Born in 1904 in New Haven, Connecticut, Frederick G. Crabb graduated from the U. S. Military Academy in 1930. Commissioned in the Infantry, he served with the 13th, 21st, and 28th Infantry. In 1939, Crabb was detailed to the Ordnance Department. He then attended the Massachusetts Institute of Technology for a year and was a student officer at Aberdeen Proving Ground.
He soon became an expert in automotive and tank maintenance. From 1940 to 1941, he served as assistant Ordnance officer, 1st Armored Corps, Fort Knox, Kentucky.
Following the U. S. entry into World War II, he was Ordnance officer for the 2nd Armored Division during the North African and Sicilian campaigns. His response to a parts shortage during the Sicilian campaign exemplifies his determination to keep his division combat ready. General George Patton dispatched his C47 transport plane with Lieutenant Colonel Crabb on board to Bizerte in North Africa to find the needed parts. He commandeered a dozen trucks from the 2nd Armored Division rear echelon and, armed with a letter from Patton requesting assistance in procuring parts, proceeded to load up what he needed from an Eastern Base Section depot.
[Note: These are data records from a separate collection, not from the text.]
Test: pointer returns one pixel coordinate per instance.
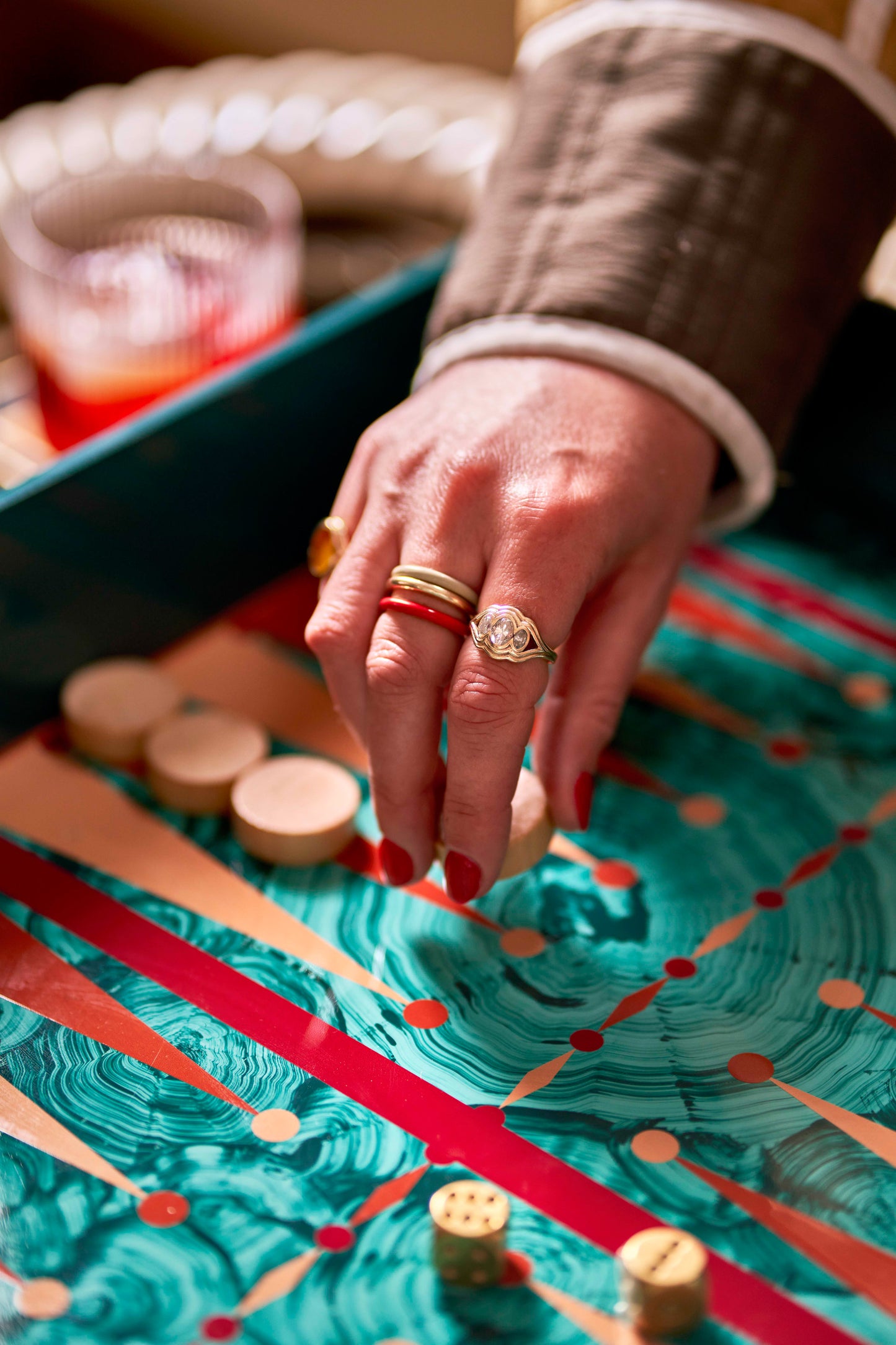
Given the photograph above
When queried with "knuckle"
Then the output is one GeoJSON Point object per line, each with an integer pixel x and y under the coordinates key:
{"type": "Point", "coordinates": [482, 699]}
{"type": "Point", "coordinates": [393, 669]}
{"type": "Point", "coordinates": [328, 635]}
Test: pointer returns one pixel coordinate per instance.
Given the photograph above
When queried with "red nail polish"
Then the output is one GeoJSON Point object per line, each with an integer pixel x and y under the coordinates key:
{"type": "Point", "coordinates": [582, 794]}
{"type": "Point", "coordinates": [463, 877]}
{"type": "Point", "coordinates": [396, 864]}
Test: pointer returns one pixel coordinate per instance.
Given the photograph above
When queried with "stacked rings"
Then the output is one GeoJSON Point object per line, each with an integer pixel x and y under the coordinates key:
{"type": "Point", "coordinates": [434, 584]}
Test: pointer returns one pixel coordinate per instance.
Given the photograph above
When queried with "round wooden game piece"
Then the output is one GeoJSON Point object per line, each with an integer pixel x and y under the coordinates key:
{"type": "Point", "coordinates": [295, 810]}
{"type": "Point", "coordinates": [194, 759]}
{"type": "Point", "coordinates": [469, 1224]}
{"type": "Point", "coordinates": [531, 826]}
{"type": "Point", "coordinates": [112, 707]}
{"type": "Point", "coordinates": [663, 1281]}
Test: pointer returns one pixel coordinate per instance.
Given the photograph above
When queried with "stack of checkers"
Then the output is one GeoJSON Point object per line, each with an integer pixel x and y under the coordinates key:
{"type": "Point", "coordinates": [293, 810]}
{"type": "Point", "coordinates": [205, 762]}
{"type": "Point", "coordinates": [663, 1271]}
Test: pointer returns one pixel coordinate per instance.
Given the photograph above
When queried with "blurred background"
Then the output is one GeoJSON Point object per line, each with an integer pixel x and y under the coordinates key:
{"type": "Point", "coordinates": [133, 261]}
{"type": "Point", "coordinates": [183, 181]}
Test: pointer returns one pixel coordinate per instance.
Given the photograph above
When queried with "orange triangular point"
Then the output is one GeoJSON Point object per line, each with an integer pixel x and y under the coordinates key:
{"type": "Point", "coordinates": [390, 1194]}
{"type": "Point", "coordinates": [633, 1004]}
{"type": "Point", "coordinates": [879, 1140]}
{"type": "Point", "coordinates": [538, 1078]}
{"type": "Point", "coordinates": [864, 1269]}
{"type": "Point", "coordinates": [55, 802]}
{"type": "Point", "coordinates": [34, 977]}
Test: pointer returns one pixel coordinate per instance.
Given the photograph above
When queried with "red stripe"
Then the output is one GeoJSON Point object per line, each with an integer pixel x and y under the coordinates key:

He then persuaded a Navy lieutenant to transport the parts to Sicily on a Landing Ship Tank (LST).
During the Normandy invasion and until war's end, he served as ordnance officer for the XIX Corps. Following the war, he served briefly as deputy commander of the Red River Ordnance Depot and then, from 1946 to 1948, as Ordnance officer, U. S. Constabulary, Europe. He branch transferred to Ordnance in 1947. In 1949, given his expertise in automotive maintenance, he was appointed chief of the Maintenance Branch, Office of the Chief of Ordnance. Prior to his retirement as a colonel in 1963, Crabb commanded the Mount Rainer Ordnance Depot. He died in 1981.